Trading in Chinese shares was halted yet again after plummeting more than 7.0%, repeating the story of Monday, and rattling Asian markets. The plugne was partly triggered after the central bank lowered its yuan midpoint by half a percent, sending the offshore yuan to a record low, and pushing other Asian currencies into competitive depreciation. Japan's Nikkei index hit its lowest in three-month, falling 2.33% for the day. Australia's S&P/ASX 200 index dived 2.20%, while Korea's KOSPI tumbled 1.10%.
Oil prices deepened their losses, with Brent crude futures hitting a fresh 11-year low at $33.07 a barrel, down $1.25, or 3.63%. U.S. West Texas Intermediary (WTI) crude futures lost a dollar, or 3.02% to trade at their lowest since 2009 at $32.95 a barrel.
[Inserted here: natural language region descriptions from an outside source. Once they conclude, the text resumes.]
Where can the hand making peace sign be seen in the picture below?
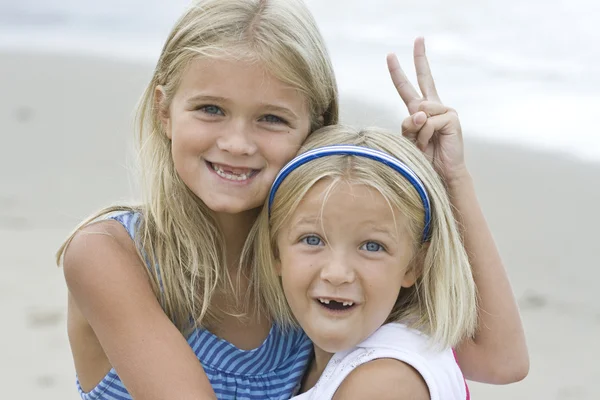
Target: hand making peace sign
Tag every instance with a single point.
(434, 127)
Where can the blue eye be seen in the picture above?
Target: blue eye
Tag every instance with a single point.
(312, 240)
(372, 246)
(210, 109)
(273, 119)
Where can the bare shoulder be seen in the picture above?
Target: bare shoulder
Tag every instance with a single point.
(99, 254)
(386, 379)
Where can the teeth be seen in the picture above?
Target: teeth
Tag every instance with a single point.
(231, 177)
(345, 303)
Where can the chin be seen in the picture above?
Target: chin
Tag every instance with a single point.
(228, 206)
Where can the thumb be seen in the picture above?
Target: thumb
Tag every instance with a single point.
(413, 124)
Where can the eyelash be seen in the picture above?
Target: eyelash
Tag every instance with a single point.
(305, 240)
(278, 120)
(380, 248)
(205, 108)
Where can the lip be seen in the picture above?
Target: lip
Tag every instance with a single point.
(336, 312)
(233, 167)
(250, 178)
(338, 299)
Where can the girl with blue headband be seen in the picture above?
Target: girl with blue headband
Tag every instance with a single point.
(360, 248)
(158, 292)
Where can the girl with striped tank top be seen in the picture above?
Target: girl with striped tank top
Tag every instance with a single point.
(161, 303)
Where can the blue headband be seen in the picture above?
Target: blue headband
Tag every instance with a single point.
(351, 150)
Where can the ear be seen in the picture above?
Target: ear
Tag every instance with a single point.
(415, 268)
(278, 267)
(163, 109)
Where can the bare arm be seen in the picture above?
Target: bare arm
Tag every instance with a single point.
(108, 283)
(498, 352)
(383, 379)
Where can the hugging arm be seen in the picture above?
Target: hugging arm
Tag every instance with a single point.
(109, 287)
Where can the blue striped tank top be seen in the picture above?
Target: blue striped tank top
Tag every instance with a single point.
(271, 371)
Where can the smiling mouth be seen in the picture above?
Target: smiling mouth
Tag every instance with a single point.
(333, 305)
(232, 174)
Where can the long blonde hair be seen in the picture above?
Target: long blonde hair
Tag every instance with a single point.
(177, 234)
(442, 303)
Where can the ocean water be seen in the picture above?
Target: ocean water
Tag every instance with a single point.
(521, 72)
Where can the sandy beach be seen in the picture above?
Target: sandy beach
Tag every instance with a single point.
(66, 133)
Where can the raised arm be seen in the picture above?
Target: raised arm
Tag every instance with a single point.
(109, 287)
(498, 352)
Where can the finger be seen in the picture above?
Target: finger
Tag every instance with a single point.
(424, 77)
(405, 89)
(412, 125)
(433, 108)
(425, 134)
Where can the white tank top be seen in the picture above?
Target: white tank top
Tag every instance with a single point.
(437, 367)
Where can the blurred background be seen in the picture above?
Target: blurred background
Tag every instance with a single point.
(522, 75)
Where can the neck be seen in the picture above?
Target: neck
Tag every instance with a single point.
(320, 360)
(235, 229)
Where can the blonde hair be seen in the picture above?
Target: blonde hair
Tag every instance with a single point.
(442, 303)
(177, 232)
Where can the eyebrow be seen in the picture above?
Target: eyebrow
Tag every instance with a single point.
(306, 221)
(219, 99)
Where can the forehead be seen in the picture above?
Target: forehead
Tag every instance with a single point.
(346, 203)
(237, 78)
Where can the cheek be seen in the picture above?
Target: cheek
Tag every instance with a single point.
(295, 275)
(281, 148)
(383, 293)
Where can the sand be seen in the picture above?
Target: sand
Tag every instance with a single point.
(66, 134)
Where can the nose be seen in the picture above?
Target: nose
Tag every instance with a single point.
(237, 139)
(338, 269)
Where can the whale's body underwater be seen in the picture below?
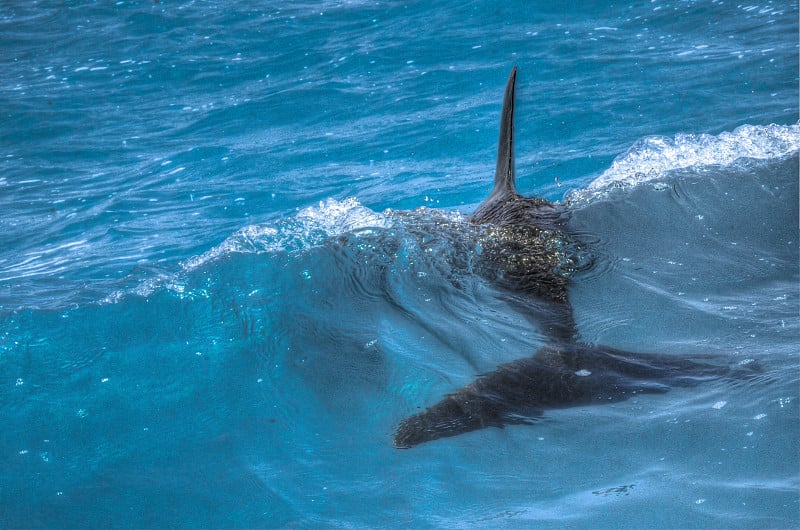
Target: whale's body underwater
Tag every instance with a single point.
(521, 241)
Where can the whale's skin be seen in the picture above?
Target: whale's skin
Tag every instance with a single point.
(521, 242)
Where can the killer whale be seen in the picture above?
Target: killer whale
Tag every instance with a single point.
(520, 253)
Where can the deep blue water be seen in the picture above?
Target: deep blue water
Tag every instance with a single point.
(209, 318)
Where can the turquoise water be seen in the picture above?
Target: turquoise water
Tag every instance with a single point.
(209, 318)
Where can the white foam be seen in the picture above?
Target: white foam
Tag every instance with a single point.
(309, 228)
(654, 157)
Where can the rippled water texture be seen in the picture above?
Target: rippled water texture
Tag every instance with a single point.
(235, 254)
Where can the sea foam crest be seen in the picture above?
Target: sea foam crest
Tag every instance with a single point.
(654, 157)
(309, 228)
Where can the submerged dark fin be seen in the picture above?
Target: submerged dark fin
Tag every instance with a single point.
(559, 375)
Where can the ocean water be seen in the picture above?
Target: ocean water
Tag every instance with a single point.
(214, 311)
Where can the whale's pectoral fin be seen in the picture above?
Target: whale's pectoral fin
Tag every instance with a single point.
(558, 376)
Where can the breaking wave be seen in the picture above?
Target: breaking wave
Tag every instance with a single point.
(655, 158)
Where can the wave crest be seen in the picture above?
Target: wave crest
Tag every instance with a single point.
(655, 157)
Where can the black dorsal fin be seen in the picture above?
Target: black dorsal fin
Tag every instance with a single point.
(505, 186)
(504, 177)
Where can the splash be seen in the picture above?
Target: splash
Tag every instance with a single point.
(655, 157)
(309, 228)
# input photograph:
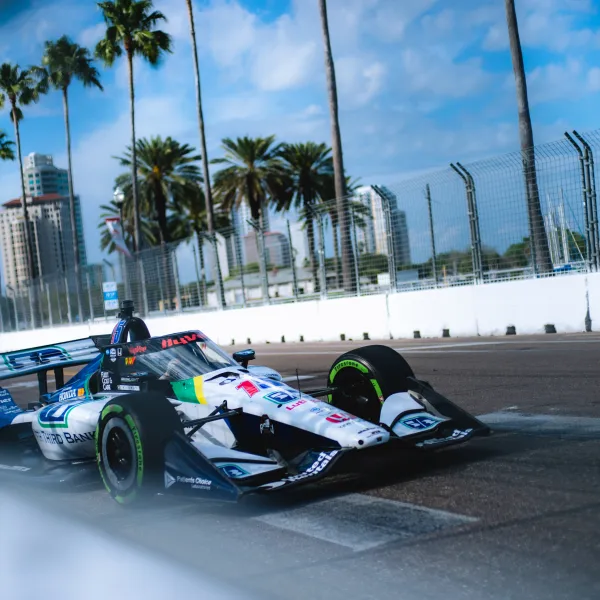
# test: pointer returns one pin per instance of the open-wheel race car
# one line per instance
(176, 413)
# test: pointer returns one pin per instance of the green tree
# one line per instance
(309, 169)
(6, 147)
(253, 173)
(131, 29)
(167, 174)
(62, 62)
(338, 161)
(20, 88)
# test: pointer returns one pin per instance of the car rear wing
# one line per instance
(52, 357)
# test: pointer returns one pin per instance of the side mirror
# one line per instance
(243, 357)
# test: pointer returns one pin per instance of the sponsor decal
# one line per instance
(282, 396)
(197, 483)
(56, 415)
(233, 471)
(67, 395)
(420, 422)
(457, 434)
(76, 438)
(106, 380)
(169, 480)
(177, 341)
(320, 463)
(116, 336)
(137, 349)
(248, 387)
(337, 418)
(49, 438)
(33, 358)
(299, 403)
(14, 468)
Oil is expected to be pressured yet further in the future as Iran readies to pump more crude, and Libya could return to its previous production levels soon if the infighting there were to stop after the UN-brokered peace deal.
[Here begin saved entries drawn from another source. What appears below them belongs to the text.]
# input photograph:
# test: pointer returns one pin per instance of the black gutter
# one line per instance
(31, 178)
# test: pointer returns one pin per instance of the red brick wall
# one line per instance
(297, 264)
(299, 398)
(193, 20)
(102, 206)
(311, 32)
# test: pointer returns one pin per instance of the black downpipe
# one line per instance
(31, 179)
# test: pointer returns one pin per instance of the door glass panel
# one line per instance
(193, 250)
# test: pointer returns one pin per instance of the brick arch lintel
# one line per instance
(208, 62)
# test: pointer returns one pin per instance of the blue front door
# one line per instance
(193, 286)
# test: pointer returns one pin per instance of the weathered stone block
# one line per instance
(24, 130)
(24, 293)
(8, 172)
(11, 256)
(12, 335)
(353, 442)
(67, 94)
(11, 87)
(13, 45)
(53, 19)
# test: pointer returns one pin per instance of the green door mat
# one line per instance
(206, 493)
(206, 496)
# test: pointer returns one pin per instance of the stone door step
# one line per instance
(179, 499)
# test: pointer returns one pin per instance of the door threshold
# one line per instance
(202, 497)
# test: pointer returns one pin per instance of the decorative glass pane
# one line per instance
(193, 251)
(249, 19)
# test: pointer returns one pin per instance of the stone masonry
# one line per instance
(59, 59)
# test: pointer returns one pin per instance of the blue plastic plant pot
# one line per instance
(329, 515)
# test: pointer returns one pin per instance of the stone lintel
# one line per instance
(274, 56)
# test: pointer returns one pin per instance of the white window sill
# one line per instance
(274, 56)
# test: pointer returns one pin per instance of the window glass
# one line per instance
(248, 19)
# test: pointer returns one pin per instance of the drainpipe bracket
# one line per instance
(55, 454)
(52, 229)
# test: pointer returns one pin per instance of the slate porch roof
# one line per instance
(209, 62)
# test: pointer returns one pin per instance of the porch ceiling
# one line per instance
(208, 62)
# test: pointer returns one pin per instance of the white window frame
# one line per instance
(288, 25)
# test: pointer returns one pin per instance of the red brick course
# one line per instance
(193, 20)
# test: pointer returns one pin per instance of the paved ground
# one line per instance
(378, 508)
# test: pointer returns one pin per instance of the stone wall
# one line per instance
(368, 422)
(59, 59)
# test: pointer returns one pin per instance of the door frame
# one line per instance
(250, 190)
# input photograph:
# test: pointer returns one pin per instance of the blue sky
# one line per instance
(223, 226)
Investors went in droves to buy the safe-haven yet, helping it jump to a 4-1/2 month high against the dollar at 117.77, up half a percent. Yen hit a fresh 12-month high agaisnt sterling at 172.46. It rose 0.20% agaisnt the euro to 127.54, close to a 9-month high reached yesterday at 127.03.
Canadian dollar fell to a fresh 12-1/2 year low at C$1.4118 as oil prices keep tumbling. Australian dollar dove to two-month low at $0.7035.
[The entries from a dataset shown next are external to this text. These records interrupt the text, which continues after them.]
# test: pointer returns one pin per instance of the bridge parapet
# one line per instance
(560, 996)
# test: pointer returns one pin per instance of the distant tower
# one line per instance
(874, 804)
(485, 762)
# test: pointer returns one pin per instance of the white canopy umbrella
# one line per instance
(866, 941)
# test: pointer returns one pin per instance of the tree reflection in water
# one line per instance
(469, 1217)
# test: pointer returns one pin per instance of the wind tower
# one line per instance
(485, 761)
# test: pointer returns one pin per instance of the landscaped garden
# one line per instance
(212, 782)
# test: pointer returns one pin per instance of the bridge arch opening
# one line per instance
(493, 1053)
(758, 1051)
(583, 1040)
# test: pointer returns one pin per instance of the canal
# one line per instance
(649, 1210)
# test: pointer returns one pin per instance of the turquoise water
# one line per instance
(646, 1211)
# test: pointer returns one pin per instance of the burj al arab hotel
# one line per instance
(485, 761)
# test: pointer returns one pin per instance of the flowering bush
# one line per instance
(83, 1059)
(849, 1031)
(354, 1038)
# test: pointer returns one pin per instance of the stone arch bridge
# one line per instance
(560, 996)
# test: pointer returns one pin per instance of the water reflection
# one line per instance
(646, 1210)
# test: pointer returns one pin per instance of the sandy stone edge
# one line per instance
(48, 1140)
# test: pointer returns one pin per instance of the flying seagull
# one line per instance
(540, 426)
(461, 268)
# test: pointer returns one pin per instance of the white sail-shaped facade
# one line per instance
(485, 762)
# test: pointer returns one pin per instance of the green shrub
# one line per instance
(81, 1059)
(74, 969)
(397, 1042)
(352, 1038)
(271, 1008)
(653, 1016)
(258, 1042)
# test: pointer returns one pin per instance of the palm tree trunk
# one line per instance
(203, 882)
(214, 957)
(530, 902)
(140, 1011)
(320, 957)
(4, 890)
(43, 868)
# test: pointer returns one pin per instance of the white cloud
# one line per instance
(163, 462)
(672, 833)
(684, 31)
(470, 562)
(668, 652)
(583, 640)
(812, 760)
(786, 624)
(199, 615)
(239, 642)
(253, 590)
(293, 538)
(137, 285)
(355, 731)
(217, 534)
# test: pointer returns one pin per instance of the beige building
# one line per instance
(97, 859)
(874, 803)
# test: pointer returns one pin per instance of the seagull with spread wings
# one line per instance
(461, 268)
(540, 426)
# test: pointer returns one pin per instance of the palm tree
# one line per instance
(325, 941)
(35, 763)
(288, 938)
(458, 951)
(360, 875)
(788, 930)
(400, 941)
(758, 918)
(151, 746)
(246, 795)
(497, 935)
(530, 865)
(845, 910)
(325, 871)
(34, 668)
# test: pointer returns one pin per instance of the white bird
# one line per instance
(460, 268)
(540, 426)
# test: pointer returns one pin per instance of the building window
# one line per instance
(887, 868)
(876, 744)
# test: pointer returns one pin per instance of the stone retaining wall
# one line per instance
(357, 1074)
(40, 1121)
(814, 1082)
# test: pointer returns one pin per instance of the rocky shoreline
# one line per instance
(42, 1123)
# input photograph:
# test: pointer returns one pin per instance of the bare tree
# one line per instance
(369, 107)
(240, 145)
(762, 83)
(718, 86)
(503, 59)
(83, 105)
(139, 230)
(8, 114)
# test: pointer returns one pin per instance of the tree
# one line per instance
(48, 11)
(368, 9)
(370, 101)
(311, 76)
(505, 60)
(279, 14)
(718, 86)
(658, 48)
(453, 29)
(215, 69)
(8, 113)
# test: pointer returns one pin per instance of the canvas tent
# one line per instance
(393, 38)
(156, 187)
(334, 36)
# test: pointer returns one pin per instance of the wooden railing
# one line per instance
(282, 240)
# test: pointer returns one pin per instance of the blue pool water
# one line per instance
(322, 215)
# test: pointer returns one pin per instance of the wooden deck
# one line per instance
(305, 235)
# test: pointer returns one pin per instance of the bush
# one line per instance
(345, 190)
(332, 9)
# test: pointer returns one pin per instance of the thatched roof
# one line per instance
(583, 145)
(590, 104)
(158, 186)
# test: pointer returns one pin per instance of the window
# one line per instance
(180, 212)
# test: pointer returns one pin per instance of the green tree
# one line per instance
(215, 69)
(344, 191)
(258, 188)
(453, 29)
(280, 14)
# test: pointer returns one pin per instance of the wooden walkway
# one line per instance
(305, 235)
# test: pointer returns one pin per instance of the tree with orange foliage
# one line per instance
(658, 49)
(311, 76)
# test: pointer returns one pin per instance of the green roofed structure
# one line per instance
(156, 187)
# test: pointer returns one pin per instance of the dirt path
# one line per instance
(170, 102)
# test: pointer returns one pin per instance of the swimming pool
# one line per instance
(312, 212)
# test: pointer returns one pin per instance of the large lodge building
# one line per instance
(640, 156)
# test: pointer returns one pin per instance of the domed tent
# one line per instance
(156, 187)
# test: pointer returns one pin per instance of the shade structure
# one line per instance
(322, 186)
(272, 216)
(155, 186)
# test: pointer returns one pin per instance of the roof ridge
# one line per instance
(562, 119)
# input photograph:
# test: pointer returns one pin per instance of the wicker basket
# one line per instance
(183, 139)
Investors await a host of data today; from Germany, Retail sales for November are forecast to have risen a robust 2.4% y/y, compared with October's 2.1% growth, which would be good for the euro.
From the U.S., unemployment claims for last week are expected at 275K, lower than the previous week's 287K, and an indication of a strong jobs market, which would be positiv for the dollar.